Antes do tempo Deus emanou seres espirituais para sua própria glória, em sua imensidade divina. Esses seres tinham a exercer um culto que a Divindade lhes fixara por leis, preceitos e mandamentos eternos. Eles eram, portanto, livres e distintos do Criador, e não se pode negar o livre-arbítrio com que foram emanados sem destruir a faculdade, a propriedade e a virtude espiritual e pessoal que lhes eram necessárias para operarem com exatidão dentro dos limites em que deviam exercer sua potência. Era, positivamente, dentro desses limites que esses primeiros seres espirituais deviam render o culto para que foram emanados. Esses primeiros seres não podiam negar nem ignorar as convenções que o Criador fizera com eles, dando-lhes leis, preceitos e mandamentos, posto que era unicamente sobre essas convenções que estava fundamentada sua emanação.

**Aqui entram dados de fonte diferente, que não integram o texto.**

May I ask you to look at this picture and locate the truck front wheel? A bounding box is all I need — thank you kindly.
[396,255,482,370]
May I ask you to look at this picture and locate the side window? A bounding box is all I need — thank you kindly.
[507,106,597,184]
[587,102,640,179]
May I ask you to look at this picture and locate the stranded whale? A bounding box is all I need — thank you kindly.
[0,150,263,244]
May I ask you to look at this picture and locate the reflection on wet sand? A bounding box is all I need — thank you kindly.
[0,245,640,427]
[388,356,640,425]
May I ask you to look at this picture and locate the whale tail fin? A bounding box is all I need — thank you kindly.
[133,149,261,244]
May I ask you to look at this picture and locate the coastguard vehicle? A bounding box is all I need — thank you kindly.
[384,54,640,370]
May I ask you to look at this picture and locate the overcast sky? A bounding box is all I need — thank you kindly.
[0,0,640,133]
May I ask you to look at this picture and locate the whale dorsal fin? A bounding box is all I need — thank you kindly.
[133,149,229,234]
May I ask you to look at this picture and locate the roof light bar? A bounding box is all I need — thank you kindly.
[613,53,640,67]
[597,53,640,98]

Embora o texto apresentado inclua alguns elementos que estão em conformidade com a sã doutrina cristã, certas noções expostas precisam ser submetidas a um exame mais rigoroso, tanto filosófico quanto teológico. Isso é necessário para evitar interpretações distorcidas que possam comprometer a integridade da fé daqueles que, sendo cristãos, aderem à ordem retificada. Para tanto, é essencial submeter as ideias ao crivo da razão, conforme preconizado pelos grandes mestres da filosofia e da teologia cristã. Com esse espírito crítico, iniciemos a análise do texto.


A "emanação" e a criação no tempo:


O uso do termo "emanação" para descrever a origem dos seres espirituais remete a concepções filosóficas antigas, especialmente ao neoplatonismo, onde a criação é vista como uma série de emanações da Unidade ou do Uno, culminando no mundo material. Plotino, fundador do neoplatonismo, descreve o cosmos como uma sucessão de emanações do Uno, com cada nível de realidade derivando-se do nível anterior em uma espécie de cadeia contínua. Essa visão não encontra apoio na doutrina cristã que nos ensina que o conceito da criação “ex nihilo”, como afirma Santo Tomás de Aquino na Suma Teológica, I, q. 45, a. 2:  "Deus, enquanto causa universal do ser, não pode criar algo de uma substância preexistente, pois então seria limitado na sua ação".


Torna-se ainda necessário considerar a perspectiva agostiniana sobre a criação e a existência do tempo. Santo Agostinho, em suas Confissões (XI, 13-14), argumenta que o tempo não existe independentemente da criação; tendo começado a existir juntamente com o mundo criado. Para Agostinho, antes da criação, não havia "antes", pois o tempo é uma propriedade do universo criado. Essa visão corrige a concepção neoplatônica de emanação, que sugere uma continuidade temporal entre Deus e a criação. Na doutrina cristã, o tempo teve um início, e esse início coincide com o ato criador de Deus. A noção de emanação, portanto, não só dilui a transcendência divina, como também desvirtua a relação correta entre Deus, o tempo e a criação.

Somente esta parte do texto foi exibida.